Ammanuel e Ayembi, irmãos gêmeos da Guatemala, vão para a Pensilvânia encontrar seu avô pela primeira vez. Sua mãe, Beisy, 22, não o vê desde que ele saiu da Guatemala, 15 anos atrás, para trabalhar e mandar dinheiro para casa.

Uma mulher de Honduras chamada Lilian começou a chorar quando perguntada sobre como os contrabandistas a trataram na jornada. Ela disse que saiu de seu país porque sua mãe tem câncer e precisa de mais dinheiro para pagar o tratamento. 

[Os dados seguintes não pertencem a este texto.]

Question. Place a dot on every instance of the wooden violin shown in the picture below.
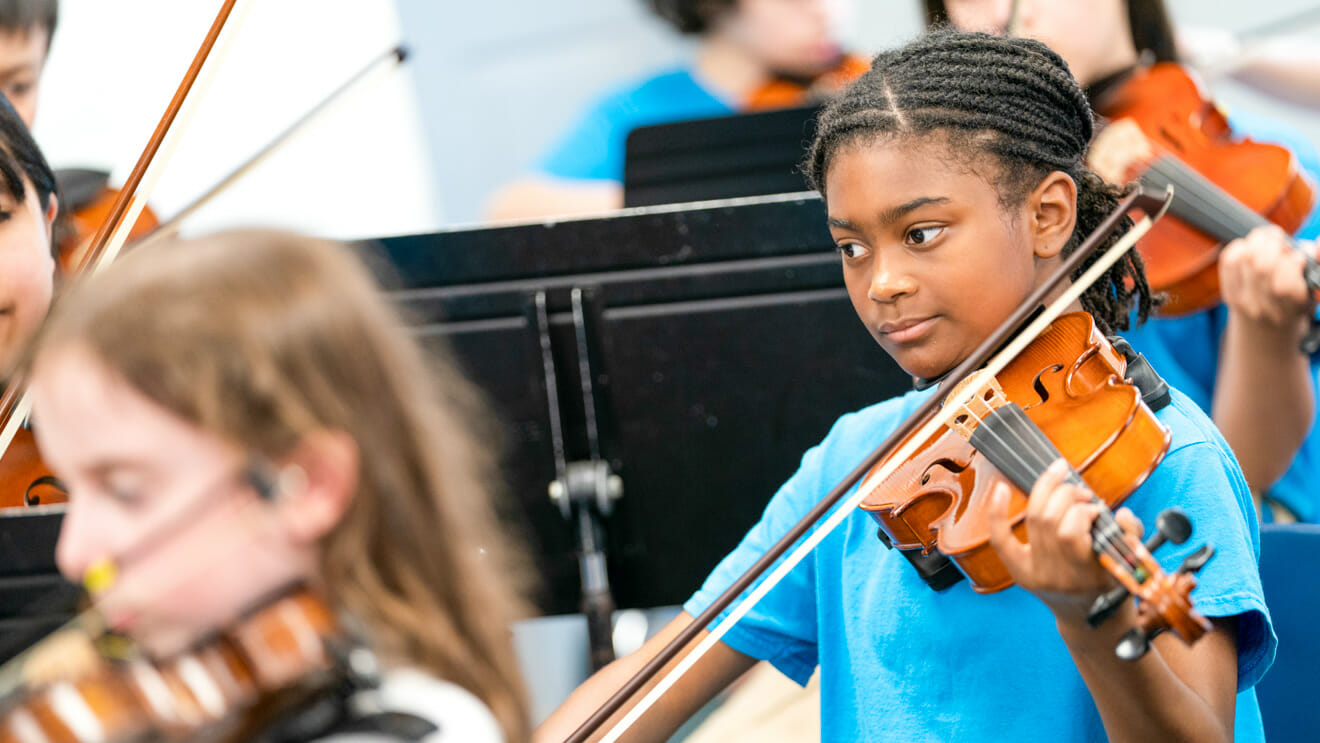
(1164, 599)
(86, 199)
(215, 690)
(23, 473)
(1064, 396)
(1225, 185)
(786, 93)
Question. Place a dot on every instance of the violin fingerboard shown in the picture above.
(1017, 446)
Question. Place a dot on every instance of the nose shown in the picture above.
(78, 547)
(889, 283)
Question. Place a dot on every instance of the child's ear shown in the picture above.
(328, 463)
(1052, 214)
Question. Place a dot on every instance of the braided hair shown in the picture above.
(691, 16)
(1009, 98)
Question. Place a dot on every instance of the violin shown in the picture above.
(787, 93)
(27, 471)
(86, 205)
(1164, 601)
(1064, 396)
(287, 648)
(1225, 185)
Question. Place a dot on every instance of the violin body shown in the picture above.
(784, 93)
(1178, 119)
(24, 477)
(196, 696)
(1071, 384)
(75, 231)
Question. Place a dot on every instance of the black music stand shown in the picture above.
(745, 155)
(694, 350)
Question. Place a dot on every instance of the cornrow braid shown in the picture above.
(1011, 98)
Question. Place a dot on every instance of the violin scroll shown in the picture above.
(1164, 599)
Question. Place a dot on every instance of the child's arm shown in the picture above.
(1176, 692)
(717, 669)
(1263, 400)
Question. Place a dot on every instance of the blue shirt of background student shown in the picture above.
(1186, 350)
(593, 149)
(900, 661)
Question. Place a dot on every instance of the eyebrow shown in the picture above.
(890, 215)
(17, 69)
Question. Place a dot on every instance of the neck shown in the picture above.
(727, 70)
(1121, 56)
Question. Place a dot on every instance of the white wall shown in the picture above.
(364, 170)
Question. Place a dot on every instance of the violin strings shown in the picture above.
(1201, 202)
(1109, 535)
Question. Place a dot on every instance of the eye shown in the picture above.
(923, 235)
(852, 250)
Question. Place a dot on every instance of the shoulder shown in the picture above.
(1199, 470)
(457, 714)
(652, 96)
(867, 426)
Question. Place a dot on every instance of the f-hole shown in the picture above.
(1040, 386)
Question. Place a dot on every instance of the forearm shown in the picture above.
(1147, 700)
(590, 696)
(706, 678)
(1263, 397)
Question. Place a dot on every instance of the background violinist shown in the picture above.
(27, 29)
(1222, 356)
(742, 45)
(957, 159)
(163, 380)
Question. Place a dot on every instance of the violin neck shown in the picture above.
(1017, 446)
(1200, 202)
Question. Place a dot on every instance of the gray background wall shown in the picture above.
(498, 81)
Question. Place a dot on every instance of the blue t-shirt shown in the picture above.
(1184, 350)
(593, 148)
(900, 661)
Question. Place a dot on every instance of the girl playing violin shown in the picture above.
(1238, 360)
(28, 207)
(242, 415)
(743, 46)
(955, 181)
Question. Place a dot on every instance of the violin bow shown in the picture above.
(924, 421)
(112, 234)
(379, 65)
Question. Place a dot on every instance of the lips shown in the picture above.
(906, 329)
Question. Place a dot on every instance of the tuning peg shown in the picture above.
(1170, 525)
(1197, 560)
(1105, 606)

"Eu não podia pagar", disse ela, enxugando as lágrimas para que sua filha Adriana, 3, não as visse.

Ali perto, Sofia, 4, passeava pelo corredor do segundo andar de pijama azul, à espera do Mickey Mouse. Para acalmar Sofia e seus irmãos —Rigoberto, 1, e Claudia, 8 — , a mãe lhes disse que iriam para a Disneyland.

"Onde está ele, 'mami'?", a menina não parava de perguntar, esperando ver o famoso personagem de Disney. "Ela pensa que estamos em férias", disse Queny num sussurro, dizendo que fugiu do marido que a traía e pretende ficar com uma amiga na Carolina do Norte. "Vamos trabalhar." 

Ao sul de Yuma, do outro lado da fronteira mexicana, mais famílias esperam para entrar.

Numa noite recente, crianças brincavam com bonecas Barbie e livros de pintar em uma calçada suja numa rua congestionada pelo trânsito. Elas dormiam sob lonas azuis presas por pedras e apertadas contra uma cerca enorme fortificada com arame cortante. Estão esperando para cruzar ilegalmente, e estão ali há meses. 

Um menino brincava sobre uma cerca alta que separa o México dos EUA. Outro girava a fita de isolamento da polícia como um laço de caubói. Um cão sem dono os seguia para todo lugar. Eles o chamaram de Firulay.

"Quem sofre mais são as crianças", disse Rosa, que viajou de El Salvador até a fronteira americana com sua filha de 10 anos, Ruth, uma aspirante a comissária de bordo. "Elas podem estar sorrindo e brincando, mas só elas sabem o que sentem."

Evelyn, uma menina com sorriso desdentado do México que viaja com sua mãe, Marisol, mostrou uma boneca. Ela fará 6 anos em novembro. 

"Meu aniversário será do outro lado", disse ela.